Introduction about IAM
Definition of IAM
- A tool that controls how people or programs use AWS infrastructure
- Maintain the definition of traditional authentication such as User, Group, and access control policy to control AWS account, service
Application of IAM
-
IAM does not have the ability to authenticate to the application. For example, in an on-prem system, an application-like software that uses AD as an authentication system, when moving to the AWS cloud, will need to be deployed AWS Directory Service (install & migrate).
-
IAM cannot manage authentication for the operating system. After the servers in the on-prem system are migrated to EC2, access to EC2 can be via AD or LDAP that has been extended from the on-prem system or run standalone.
-
Authentication technology:
- Authentication to access Operating System »» AD or LDAP (Light weight Access protocol)
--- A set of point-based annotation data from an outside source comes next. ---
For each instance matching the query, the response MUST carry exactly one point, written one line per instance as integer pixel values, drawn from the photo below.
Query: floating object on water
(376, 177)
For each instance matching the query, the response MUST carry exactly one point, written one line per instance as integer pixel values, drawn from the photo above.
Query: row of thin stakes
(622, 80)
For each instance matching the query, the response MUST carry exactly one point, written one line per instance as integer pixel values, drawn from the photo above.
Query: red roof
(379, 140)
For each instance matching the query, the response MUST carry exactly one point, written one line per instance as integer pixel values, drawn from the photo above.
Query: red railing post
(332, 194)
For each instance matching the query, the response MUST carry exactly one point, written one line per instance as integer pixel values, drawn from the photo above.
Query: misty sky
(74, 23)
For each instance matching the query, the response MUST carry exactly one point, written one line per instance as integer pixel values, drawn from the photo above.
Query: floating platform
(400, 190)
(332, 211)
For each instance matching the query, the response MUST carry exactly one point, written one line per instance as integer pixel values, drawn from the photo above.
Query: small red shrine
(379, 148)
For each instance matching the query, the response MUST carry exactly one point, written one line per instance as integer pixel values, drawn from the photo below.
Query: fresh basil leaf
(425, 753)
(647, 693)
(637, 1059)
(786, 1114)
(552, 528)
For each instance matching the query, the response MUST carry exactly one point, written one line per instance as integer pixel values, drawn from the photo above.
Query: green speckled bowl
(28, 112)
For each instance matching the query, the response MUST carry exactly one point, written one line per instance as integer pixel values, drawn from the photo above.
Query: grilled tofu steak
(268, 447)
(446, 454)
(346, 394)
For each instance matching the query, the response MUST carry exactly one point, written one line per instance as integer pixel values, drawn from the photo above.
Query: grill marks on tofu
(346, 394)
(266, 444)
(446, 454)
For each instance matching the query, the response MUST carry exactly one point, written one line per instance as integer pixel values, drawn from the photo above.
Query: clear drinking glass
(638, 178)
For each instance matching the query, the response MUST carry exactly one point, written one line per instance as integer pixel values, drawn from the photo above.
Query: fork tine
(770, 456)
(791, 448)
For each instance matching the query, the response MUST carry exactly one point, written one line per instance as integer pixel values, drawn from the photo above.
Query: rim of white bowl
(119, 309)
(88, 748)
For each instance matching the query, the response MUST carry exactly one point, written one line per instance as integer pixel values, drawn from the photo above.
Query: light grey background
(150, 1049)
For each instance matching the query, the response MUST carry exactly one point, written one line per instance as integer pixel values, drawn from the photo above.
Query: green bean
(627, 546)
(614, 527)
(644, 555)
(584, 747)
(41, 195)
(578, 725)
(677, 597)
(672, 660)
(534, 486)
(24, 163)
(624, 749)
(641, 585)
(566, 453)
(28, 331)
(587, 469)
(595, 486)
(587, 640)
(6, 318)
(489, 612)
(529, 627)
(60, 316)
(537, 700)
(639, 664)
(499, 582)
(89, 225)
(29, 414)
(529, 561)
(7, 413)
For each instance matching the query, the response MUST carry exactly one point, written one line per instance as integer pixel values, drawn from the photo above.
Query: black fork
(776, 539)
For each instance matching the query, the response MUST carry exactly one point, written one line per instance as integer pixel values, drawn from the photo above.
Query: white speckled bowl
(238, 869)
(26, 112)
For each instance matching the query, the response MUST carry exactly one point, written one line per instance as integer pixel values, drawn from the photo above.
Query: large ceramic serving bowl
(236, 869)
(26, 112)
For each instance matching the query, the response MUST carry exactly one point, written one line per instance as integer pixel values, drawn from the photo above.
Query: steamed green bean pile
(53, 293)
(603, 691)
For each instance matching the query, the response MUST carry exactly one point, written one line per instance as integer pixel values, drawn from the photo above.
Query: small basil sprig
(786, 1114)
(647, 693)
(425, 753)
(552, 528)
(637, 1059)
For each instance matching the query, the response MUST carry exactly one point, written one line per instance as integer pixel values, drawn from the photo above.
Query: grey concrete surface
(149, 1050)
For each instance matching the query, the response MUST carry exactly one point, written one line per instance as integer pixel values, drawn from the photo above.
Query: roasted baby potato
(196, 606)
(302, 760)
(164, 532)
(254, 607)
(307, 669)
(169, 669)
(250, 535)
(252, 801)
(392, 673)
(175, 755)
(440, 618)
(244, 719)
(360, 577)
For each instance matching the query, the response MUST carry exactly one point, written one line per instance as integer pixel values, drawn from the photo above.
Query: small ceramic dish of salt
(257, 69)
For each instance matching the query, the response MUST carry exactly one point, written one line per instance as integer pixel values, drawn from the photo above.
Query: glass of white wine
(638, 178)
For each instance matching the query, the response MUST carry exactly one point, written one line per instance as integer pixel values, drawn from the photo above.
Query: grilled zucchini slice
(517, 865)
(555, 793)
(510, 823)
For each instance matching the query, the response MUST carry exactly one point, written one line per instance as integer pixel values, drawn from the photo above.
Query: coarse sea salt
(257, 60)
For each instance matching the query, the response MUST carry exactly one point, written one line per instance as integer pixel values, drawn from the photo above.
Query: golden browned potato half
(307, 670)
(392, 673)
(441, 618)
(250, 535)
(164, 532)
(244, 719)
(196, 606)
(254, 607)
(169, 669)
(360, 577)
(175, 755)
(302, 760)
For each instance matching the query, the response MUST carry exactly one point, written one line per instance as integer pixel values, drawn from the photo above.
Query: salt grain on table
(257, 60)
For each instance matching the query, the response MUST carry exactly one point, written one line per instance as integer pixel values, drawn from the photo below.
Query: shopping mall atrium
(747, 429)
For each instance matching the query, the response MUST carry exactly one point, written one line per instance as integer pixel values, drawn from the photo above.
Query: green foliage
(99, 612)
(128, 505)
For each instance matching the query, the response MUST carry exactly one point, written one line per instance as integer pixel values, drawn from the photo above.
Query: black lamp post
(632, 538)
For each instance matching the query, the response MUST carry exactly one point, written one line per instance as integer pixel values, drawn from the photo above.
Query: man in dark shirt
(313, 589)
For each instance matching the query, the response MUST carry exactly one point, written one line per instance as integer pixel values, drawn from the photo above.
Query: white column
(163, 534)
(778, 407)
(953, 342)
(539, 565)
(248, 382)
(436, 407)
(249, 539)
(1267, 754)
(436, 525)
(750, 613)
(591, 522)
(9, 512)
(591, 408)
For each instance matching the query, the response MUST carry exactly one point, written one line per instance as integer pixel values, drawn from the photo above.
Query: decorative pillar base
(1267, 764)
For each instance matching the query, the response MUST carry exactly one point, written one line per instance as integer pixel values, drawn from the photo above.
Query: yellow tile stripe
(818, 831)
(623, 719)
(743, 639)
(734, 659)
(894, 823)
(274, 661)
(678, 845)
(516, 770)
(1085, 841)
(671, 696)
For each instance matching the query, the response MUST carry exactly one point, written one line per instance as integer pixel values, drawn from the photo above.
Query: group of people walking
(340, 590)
- Authenticate Access to Application »» AD or Application User Repo or Amazon Cognito
- AWS Resource Access Authentication »» IAM Like most AWS services, IAM can be controlled through:
-
AWS Management Console
-
CLI - scripting tool
-
AWS SDKs
-
Some important operations are often done with IAM such as: Create User, Group, Role, and Access policy
Some basic concepts related to IAM
- Resource: resources under the management of IAM. For example User, Group, Role, or Identity provider object. On IAM, it is possible to add, delete and edit any resource element.
- Identities: a resource managed with IAM that is used for identification or grouping. Identities include User, Group, and Role. A Policy can be assigned to an Identity.
- Principal is an instance of IAM, which can interact directly with AWS resources. 3 types of principals: Root user, IAM user, and Role
IAM Role
- Policy defines your permission to access the resources in your AWS account. IAM Policy can be assigned to IAM Group, IAM User, and IAM Role.